The Children (1980)
the children | max kalmanowicz | carlton j. albright | edward terry | martin shakar | gil rogers | gale garnett | zombie | zombies | infection | sci-fi | sci fi | united states | shannon bolin | tracy griswold | joy glaccum | jeptha evans | clara evans | sarah albright
Film: The Children
Director: Max Kalmanowicz
Writer: Carlton J. Albright and Edward Terry
Starring: Martin Shakar, Gil Rogers and Gale Garnett
This is an interesting horror film. It all starts with a couple of guys that we get the impression are ready to leave work and not taking it too seriously. The official synopsis is a nuclear-plant leak turns a bus-load of children into murderous atomic zombies with black fingernails.
The first time I saw this film was when I was growing up. My mother took my sister and me to one of the video rental stores in my hometown and she picked this film out. She had seen it at the drive-in and she still really likes it to this day. I hadn’t seen it since then and decided to give it a rewatch.
For me, the scariest part of this film is that it plays on the parental connection with their children. They really aren’t zombies in this film. They are infected and like the synopsis says, they have black fingernails. That is how you know who is infected and who isn’t. These children burn anyone that they touch. Their main goal is to hug you where it will burn up the victim which looks to be chemical burns. Now I really like this idea of the nuclear cloud cause the changes. I even like how the children act once they are infected. They first target their own parents and they tend to only go after someone when they are alone. This definitely adds to the fear of the film, especially with parents not wanting to harm their own children and others not wanting to harm children in general. They are supposed to be innocent and that is something to play on for sure.
The problem I have with all of this though is that I don’t really understand how the hugs of the children would cause this to happen. I think the film is just banking on you not thinking too much about it and just buying in. I can normally do this, but it just doesn’t really seem to make a lot of sense.
Another issue with the film is the pacing of it as well. We get long stretches of nothing happening. There are a lot of deaths that happen off screen as well. I get why that was done, as this film would get a bit repetitive. The film did get a little bit stagnant for me a couple of times where I got bored. The ending of the film was pretty anticlimactic and there is a little twist at the end that I saw coming a mile away. It is also odd that our main character, John Freemont (Martin Shakar), has a katana in his house. It almost seems like it was there since it is super sharp and the only way to kill the children is to cut off their hands.

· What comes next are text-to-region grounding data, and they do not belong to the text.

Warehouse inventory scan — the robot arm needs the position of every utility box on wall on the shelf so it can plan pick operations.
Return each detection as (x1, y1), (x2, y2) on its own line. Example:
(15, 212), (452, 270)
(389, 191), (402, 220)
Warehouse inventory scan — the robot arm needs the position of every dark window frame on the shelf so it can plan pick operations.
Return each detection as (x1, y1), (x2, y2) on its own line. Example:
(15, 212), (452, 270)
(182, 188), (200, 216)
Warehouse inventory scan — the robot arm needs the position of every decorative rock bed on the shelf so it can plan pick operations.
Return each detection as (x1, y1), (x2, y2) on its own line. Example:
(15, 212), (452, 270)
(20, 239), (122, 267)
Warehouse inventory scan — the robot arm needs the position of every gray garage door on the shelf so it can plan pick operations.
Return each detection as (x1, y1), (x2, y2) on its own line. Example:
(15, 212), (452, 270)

The acting in this film was also pretty flat. Shakar definitely embodies this. His wife is pregnant, Cathy (Gale Garnett). Shakar teams up with the local sheriff Billy Hart (Gil Rogers) in trying to figure out everything that is happening. I get this is a small town, but would the sheriff really team up with some random citizen to handle all of this? The only thing I will give is that the children all look very creepy in this film and portray their roles very well. Also do have to say that Joy Glaccum was quite cute as well.
The effects were something else that was hit or miss. I thought that when the bodies were being burned by the hugs, it comes off looking very fake. You can clearly see the actors have make-up on and more is added as they cut away from the deaths. Now I will say though when someone dies from this, I thought the end result look good. As I stated above, it looks like chemical burns and the final product did make cringe a bit. I do have to give some credit here.
Something I did find interesting about is this film’s score. It was actually pretty much the same score from Friday the 13th which came out the same year. It is hard for me to give too much credit for this score, but I do think it actually fits this film too. It does help to give it more of an eerie feel for sure.
Now with that said, this film does have some good aspects while also having some issues for me. I don’t mind the concept of how this all starts. Nuclear leak at a power plant causing a cloud that turns these children. It never establishes as to why it is only the children that change, since there was also a bus driver that went through it too. On top of that, it never states why they burn people when they touch them. I do think playing on the concept of the innocence of children as well as their parents not able to kill their own young. There definitely are some pacing issues. I don’t mind the ending, but the twist at the very end I thought was not needed and actually doesn’t make sense. The acting was quite flat. The effects were hit or miss. The score was taken directly from another film, but it oddly fits this one as well. I will give some credit there. Overall I do think that this film is very average and not a whole lot here.